事前にパート3もあるらしいと噂が流れてきたが、最後まで見ると続きを作る気満々のようである。原作の第2部まで踏み込むらしいが、今作の結末が原作と異なっている(ゼンデイヤ扮するチャニの動向)のでどうするのかね。さらにまた豪華出演陣を投下するのか。TVドラマシリーズにするのだけは止めてほしい。
リンチ版と原作にあった変態味がなかったのは残念である。
結局、リンチ版もオンデマンドにあったので見直してしまった。公開時に見て……その間にレンタルビデオでもう一度くらいは見ただろうか(?_?) とにかくほとんど忘れていたのは確か。
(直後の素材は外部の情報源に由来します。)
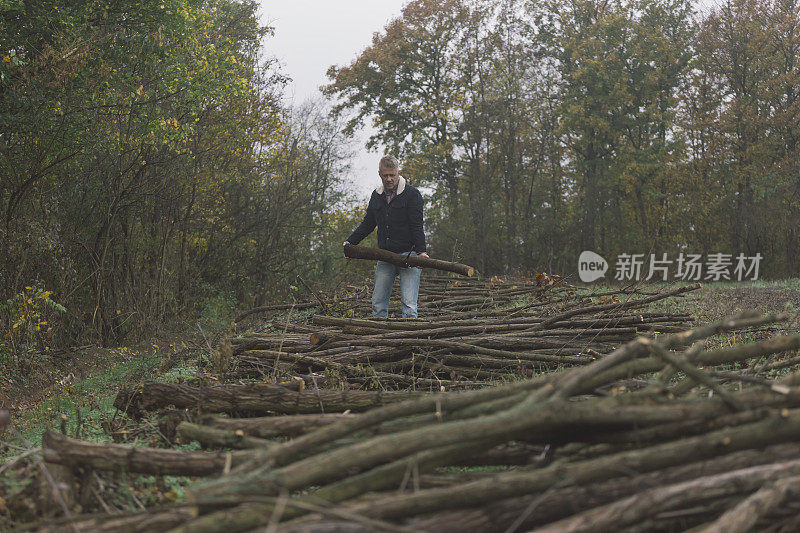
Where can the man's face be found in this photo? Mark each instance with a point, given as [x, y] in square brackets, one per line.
[389, 177]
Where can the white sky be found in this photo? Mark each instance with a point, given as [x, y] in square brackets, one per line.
[312, 35]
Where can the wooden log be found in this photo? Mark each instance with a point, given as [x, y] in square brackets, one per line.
[562, 502]
[362, 252]
[635, 508]
[272, 426]
[59, 449]
[278, 307]
[255, 397]
[220, 438]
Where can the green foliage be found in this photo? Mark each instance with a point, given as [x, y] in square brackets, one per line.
[148, 162]
[26, 332]
[542, 129]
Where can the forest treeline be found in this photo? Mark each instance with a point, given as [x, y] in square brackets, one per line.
[150, 162]
[545, 128]
[150, 165]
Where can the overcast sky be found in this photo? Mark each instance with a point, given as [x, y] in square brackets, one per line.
[312, 35]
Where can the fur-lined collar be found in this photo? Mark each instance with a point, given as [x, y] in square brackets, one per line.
[401, 186]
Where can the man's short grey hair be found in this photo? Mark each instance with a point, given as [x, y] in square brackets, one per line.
[389, 161]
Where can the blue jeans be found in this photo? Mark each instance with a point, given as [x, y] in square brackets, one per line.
[409, 288]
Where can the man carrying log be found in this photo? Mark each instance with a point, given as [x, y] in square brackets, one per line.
[395, 208]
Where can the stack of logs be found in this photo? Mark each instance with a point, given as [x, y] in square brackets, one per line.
[473, 334]
[662, 432]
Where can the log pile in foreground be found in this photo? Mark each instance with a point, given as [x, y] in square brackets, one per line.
[662, 433]
[472, 333]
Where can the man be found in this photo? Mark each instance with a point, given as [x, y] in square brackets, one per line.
[396, 209]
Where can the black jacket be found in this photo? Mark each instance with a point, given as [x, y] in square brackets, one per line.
[399, 223]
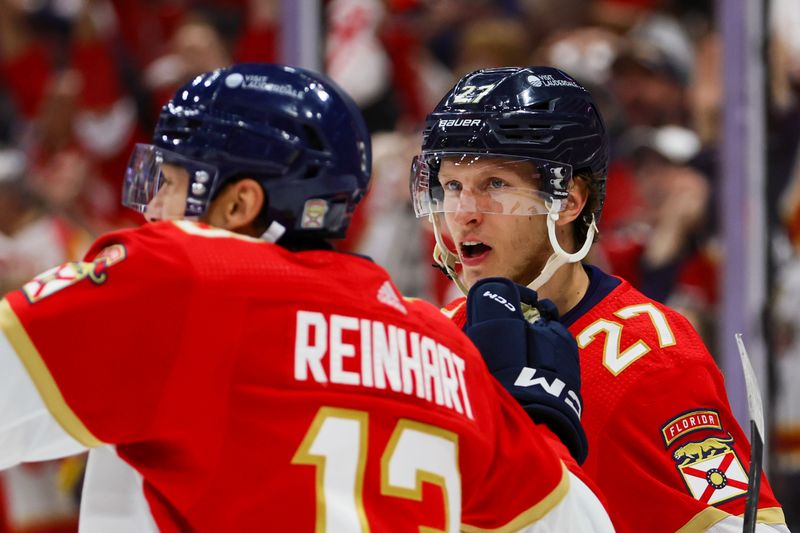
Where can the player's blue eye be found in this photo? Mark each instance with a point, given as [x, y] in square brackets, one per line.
[452, 186]
[496, 183]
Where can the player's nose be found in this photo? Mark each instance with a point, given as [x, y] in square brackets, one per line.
[467, 211]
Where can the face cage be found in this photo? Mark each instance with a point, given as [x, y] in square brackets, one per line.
[184, 191]
[487, 183]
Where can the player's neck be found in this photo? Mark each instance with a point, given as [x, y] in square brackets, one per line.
[567, 287]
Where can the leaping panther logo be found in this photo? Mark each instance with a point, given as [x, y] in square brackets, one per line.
[696, 451]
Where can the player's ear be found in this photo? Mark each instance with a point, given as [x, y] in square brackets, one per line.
[237, 207]
[576, 199]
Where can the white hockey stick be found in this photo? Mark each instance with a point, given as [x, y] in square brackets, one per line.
[756, 410]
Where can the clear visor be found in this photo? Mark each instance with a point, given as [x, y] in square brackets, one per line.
[164, 185]
[448, 182]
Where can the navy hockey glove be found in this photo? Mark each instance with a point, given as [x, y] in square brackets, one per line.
[537, 362]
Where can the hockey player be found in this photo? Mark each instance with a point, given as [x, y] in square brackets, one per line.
[248, 377]
[512, 174]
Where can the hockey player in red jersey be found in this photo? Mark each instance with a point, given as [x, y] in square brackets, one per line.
[512, 175]
[231, 372]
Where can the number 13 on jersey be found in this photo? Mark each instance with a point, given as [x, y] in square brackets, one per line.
[336, 444]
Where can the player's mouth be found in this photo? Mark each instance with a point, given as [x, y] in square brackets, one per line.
[473, 252]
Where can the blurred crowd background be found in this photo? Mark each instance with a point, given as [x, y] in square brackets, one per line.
[81, 81]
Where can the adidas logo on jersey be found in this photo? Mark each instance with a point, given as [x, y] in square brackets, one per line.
[386, 295]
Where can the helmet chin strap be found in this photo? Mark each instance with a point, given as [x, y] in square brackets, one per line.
[444, 257]
[560, 257]
[448, 260]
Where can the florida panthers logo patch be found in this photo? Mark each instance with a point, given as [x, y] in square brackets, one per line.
[711, 470]
[68, 274]
[708, 465]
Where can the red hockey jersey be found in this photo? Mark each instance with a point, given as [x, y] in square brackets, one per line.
[256, 389]
[664, 447]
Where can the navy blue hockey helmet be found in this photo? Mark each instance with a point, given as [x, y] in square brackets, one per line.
[535, 114]
[294, 131]
[536, 124]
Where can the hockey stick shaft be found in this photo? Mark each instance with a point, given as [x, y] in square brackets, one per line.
[756, 411]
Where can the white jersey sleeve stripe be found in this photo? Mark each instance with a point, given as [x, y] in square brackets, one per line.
[28, 431]
[18, 342]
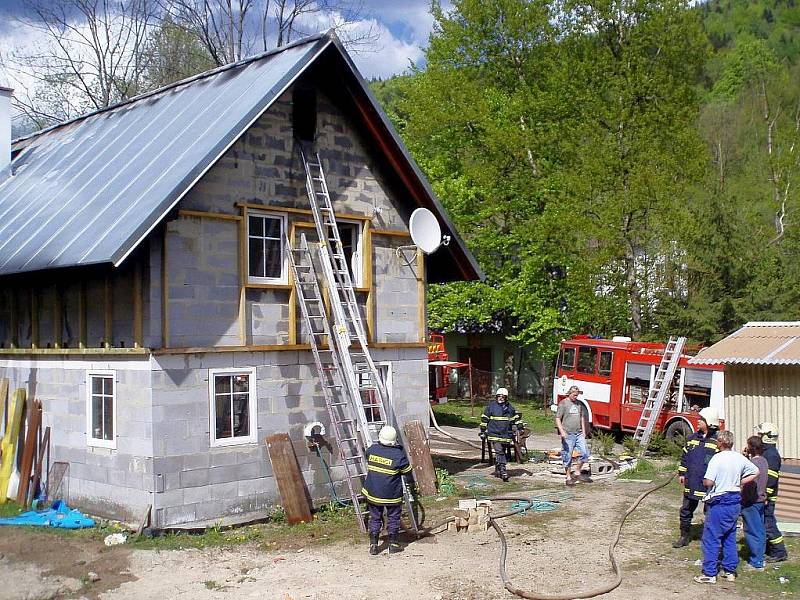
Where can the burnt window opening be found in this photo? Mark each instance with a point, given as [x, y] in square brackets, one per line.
[304, 113]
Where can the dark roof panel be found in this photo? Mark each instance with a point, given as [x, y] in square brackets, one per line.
[90, 190]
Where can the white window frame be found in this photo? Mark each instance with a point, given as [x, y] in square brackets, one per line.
[90, 439]
[357, 264]
[252, 437]
[284, 276]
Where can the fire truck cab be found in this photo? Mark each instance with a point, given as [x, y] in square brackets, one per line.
[615, 377]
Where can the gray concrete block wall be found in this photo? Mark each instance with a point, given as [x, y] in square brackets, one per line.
[195, 481]
[107, 482]
[203, 280]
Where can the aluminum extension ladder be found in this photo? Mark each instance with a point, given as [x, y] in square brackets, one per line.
[659, 391]
[346, 426]
[364, 380]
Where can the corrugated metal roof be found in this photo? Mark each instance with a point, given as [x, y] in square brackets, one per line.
[756, 343]
[89, 190]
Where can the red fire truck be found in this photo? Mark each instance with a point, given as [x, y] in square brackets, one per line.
[439, 369]
[615, 376]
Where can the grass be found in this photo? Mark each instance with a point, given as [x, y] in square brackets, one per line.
[459, 413]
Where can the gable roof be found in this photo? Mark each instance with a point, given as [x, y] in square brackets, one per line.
[756, 343]
[90, 190]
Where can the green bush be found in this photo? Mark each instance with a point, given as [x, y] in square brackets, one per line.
[602, 443]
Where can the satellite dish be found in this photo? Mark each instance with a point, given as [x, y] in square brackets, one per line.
[425, 230]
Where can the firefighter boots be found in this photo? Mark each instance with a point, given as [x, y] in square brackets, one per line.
[503, 472]
[373, 544]
[684, 539]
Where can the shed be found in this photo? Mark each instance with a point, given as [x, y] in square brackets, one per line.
[762, 383]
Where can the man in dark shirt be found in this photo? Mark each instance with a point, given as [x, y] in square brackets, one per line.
[387, 463]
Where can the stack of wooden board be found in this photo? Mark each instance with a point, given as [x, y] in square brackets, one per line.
[471, 516]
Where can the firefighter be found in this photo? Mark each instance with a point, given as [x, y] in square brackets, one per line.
[699, 448]
[498, 421]
[776, 549]
[386, 464]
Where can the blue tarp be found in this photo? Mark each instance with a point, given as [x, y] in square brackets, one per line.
[60, 516]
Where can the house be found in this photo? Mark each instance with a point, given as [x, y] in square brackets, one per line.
[144, 292]
[762, 383]
[496, 361]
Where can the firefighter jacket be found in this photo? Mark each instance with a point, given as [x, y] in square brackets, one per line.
[773, 470]
[696, 453]
[498, 420]
[385, 466]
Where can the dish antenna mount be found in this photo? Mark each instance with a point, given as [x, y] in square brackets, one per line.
[425, 233]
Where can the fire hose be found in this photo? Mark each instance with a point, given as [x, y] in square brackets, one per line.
[591, 593]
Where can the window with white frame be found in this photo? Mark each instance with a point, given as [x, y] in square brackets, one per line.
[266, 252]
[232, 393]
[350, 234]
[101, 409]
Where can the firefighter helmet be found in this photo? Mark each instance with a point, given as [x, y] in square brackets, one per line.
[387, 435]
[767, 431]
[710, 416]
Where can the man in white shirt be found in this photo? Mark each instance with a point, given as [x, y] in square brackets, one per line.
[727, 472]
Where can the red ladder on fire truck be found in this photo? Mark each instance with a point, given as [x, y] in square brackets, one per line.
[659, 391]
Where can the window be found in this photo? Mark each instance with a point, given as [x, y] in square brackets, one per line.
[350, 234]
[604, 367]
[587, 359]
[233, 406]
[568, 358]
[101, 415]
[266, 253]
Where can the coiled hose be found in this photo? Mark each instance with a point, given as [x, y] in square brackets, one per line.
[525, 504]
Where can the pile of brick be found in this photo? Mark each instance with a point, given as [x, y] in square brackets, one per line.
[471, 516]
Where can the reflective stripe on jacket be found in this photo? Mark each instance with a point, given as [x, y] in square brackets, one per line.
[774, 472]
[498, 421]
[696, 454]
[385, 466]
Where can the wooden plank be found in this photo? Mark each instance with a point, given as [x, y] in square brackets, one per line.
[82, 316]
[138, 311]
[243, 257]
[420, 456]
[291, 485]
[10, 439]
[34, 319]
[292, 294]
[108, 313]
[207, 215]
[28, 452]
[58, 317]
[164, 293]
[44, 449]
[422, 309]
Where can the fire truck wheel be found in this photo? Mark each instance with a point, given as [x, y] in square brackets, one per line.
[677, 429]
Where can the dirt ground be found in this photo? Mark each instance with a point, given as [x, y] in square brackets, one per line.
[552, 553]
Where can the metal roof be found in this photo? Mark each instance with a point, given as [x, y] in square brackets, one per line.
[756, 343]
[89, 190]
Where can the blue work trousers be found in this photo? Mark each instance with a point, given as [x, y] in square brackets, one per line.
[754, 533]
[722, 513]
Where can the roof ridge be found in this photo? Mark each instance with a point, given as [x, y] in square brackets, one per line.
[175, 84]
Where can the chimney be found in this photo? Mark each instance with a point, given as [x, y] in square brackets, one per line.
[5, 131]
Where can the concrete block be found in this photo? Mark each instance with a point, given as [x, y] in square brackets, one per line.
[194, 478]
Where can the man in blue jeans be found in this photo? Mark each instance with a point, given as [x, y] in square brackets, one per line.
[572, 428]
[727, 472]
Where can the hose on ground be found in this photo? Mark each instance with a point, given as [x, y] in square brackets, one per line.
[523, 504]
[604, 589]
[443, 432]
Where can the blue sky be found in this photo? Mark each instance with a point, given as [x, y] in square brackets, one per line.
[403, 27]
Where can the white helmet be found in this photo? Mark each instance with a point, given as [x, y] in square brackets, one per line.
[710, 415]
[387, 435]
[767, 431]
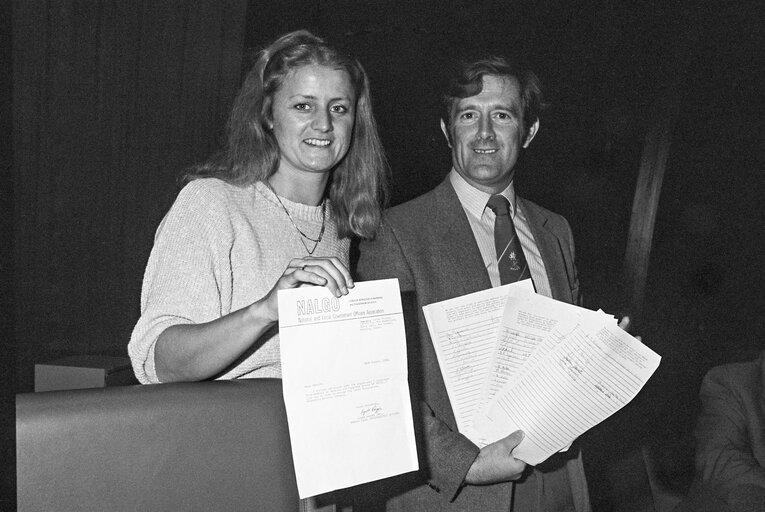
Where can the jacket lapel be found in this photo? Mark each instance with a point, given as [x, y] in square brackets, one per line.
[549, 248]
[456, 244]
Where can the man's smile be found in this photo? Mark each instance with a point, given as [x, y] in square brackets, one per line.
[318, 142]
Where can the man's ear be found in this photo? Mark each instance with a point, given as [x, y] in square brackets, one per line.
[446, 133]
[533, 129]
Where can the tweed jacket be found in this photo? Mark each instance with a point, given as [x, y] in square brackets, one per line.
[427, 243]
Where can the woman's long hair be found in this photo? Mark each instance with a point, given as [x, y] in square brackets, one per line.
[358, 187]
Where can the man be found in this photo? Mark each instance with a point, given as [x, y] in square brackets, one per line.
[730, 440]
[445, 244]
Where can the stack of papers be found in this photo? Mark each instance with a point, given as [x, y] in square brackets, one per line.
[514, 360]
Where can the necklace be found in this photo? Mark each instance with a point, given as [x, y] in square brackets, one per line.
[303, 235]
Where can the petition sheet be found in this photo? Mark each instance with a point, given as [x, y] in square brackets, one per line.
[464, 333]
[344, 374]
[595, 372]
[531, 326]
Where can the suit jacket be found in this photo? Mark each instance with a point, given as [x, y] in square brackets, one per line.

でも途中で思い出したところもあった。
で、印象を一言でいうと
変態❕残酷❗醜悪❗❗
正確には三言ですね(^^;
これらの要素はヴィルヌーヴ版にもあったという意見あるかもしれないが、やはりリンチは性根が違うと言わざるを得ない。隠そうとしても滲み出てきてしまうものが……まあそもそも隠そうとしていないのだが。双方ともレーティングはGだが、こちらは「良い子」はもちろん「良い大人」にも見せられねえ~🈲
1万年後ぐらいの未来世界のはずが、冒頭からなんだか古めかしい軍服やら宮廷場面が登場する。どこかで見た覚えが--と思ったら『アラビアのロレンス』だった。かなり意識しているように見える。確かに植民地(星)での特殊な資源の収奪戦というのは、当時の中東情勢と重なる。
それからヴィルヌーヴ版ではほぼ省かれていた宙航士のギルドが第三の勢力としてしっかり登場する。その醜悪な姿には思わずギャーと叫びたくなるが、皇帝を恫喝するほどの権力を持っているのだ。(なぜ彼らの存在を省いたのかは不明。話が分かりにくくなるからか?)
こちらもなにげに豪華出演陣ではある。パトリック・スチュワートが出ていたのは完全に忘れていた。スティングは昔見た時は生臭くってイヤだなあ~などと思ったが、今見ると雰囲気にピッタリとはまっているではないか(^O^)
侍女の一人としてキャサリン・ハンター(『哀れなるものたち』の娼館のマダム)が登場していてビックリ--「えっ、今とほとんど変わってない👀」。しかしクレジット見たらなんとリンダ・ハントだった。でもこの二人似てないか。遠い親戚じゃないの(^^?
あと公爵が抱えていたワンコは原作にもいるのだろうか。宇宙を股にかける未来にも犬はペットとして存在するのか。などと疑問を巻き起こしながらもちゃんと最後の対決場面に登場していた。
その他長くなるので箇条書きにすると
*字幕の訳はひどい。多分、昔SFが分かってない担当者が訳したのがそのままになっているようだ。最近のソフトやリマスター版は直っているのかね。
*特撮はかなりムムムなレベルである。昔とはいえ『スター・ウォーズ』以後である。やはり予算が足りなかったのであろうか。
*終盤の戦闘場面については大勢のエキストラ使ってクレーン撮影もやっていて、人海戦術で圧倒だ。それからサンドワームについてはデザインも含めてヴィルヌーヴ版よりこちらの方が迫力がある。人もちゃんと乗れそうだし(^.^)
*これは原作読んだ時も感じたのを覚えているが、気軽に原子爆弾を使用などと出てきて驚いた。生態系SFと銘打っている割には核で汚染しちゃっていいのか。まあ、未来では汚染の除去も簡単にできるんだろうけどさ。
全体に短縮版のようで、特に後半は駆け足状態で訳が分からなくなり洗練度にも欠けるが、忘れがたき怪作といえるだろう。